Moneybox

The Apple Watch Will Make Everyone Around You Just a Little Worse Off

Apple CEO Tim Cook speaks about the new Apple Watch on Sept. 9, 2014.

Photo by Justin Sullivan/Getty Images

When Apple launched the iPad in 2010, it precipitated a long and surprisingly acrimonious debate about screens. Specifically, is it better to read from a screen that reflects light, as the Kindle does, or one that emits light, as the iPad does? In the end, as even Amazon realized, the difference was not enormous; what really matters is the resolution of the screen. Ink on paper is extremely easy to read just because it’s very high-res, and any device that can approach or replicate that resolution will also be easy to read.

When the Apple Watch goes on sale next year, I suspect that the screen debate is going to return louder than ever. Only this time it’s not going to be about reading or resolution. Instead, it’s going to be about how glowing screens on people’s wrists inflict what economists call negative externalities on everybody else.

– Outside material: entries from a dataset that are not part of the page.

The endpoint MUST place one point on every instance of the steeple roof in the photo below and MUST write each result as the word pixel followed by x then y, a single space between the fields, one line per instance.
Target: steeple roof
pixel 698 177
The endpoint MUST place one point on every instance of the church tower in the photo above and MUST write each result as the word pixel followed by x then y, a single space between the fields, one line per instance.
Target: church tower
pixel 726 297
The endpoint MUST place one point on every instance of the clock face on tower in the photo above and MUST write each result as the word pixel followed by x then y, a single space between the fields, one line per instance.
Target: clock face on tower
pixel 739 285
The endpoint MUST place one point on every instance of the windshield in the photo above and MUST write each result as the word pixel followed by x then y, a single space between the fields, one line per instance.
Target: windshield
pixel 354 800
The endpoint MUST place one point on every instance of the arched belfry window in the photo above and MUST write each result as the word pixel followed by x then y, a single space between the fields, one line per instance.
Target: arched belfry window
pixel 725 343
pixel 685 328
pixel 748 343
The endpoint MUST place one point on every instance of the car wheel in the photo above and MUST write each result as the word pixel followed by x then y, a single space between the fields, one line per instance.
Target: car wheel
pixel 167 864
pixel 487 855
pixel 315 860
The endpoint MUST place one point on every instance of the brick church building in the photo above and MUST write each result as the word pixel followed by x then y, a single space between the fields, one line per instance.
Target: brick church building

I’ll admit that I’m particularly sensitive to sensory distractions. If you’re wearing a strong scent, it will give me a headache, and if there’s a TV screen behind you I will find it much more difficult to pay attention to what you’re saying. But then again, I’m only being human; we have evolved to be attuned to scents and to shiny moving objects. That’s why perfume and jewelry are such big business — and it’s also why strong perfume and ostentatious jewelry are considered déclassé.

A glowing screen attached to someone else’s wrist, of course, is shinier than all but the blingiest of jewels. On American men, especially, it’s weird to see such a thing. This summer, I’ve talked to a number of men wearing some kind of Pebble or Android smart watch, and in every conversation, the watch was intrusive and distracting — especially when it was on. (So far, interestingly, I haven’t found myself talking to any women wearing one.)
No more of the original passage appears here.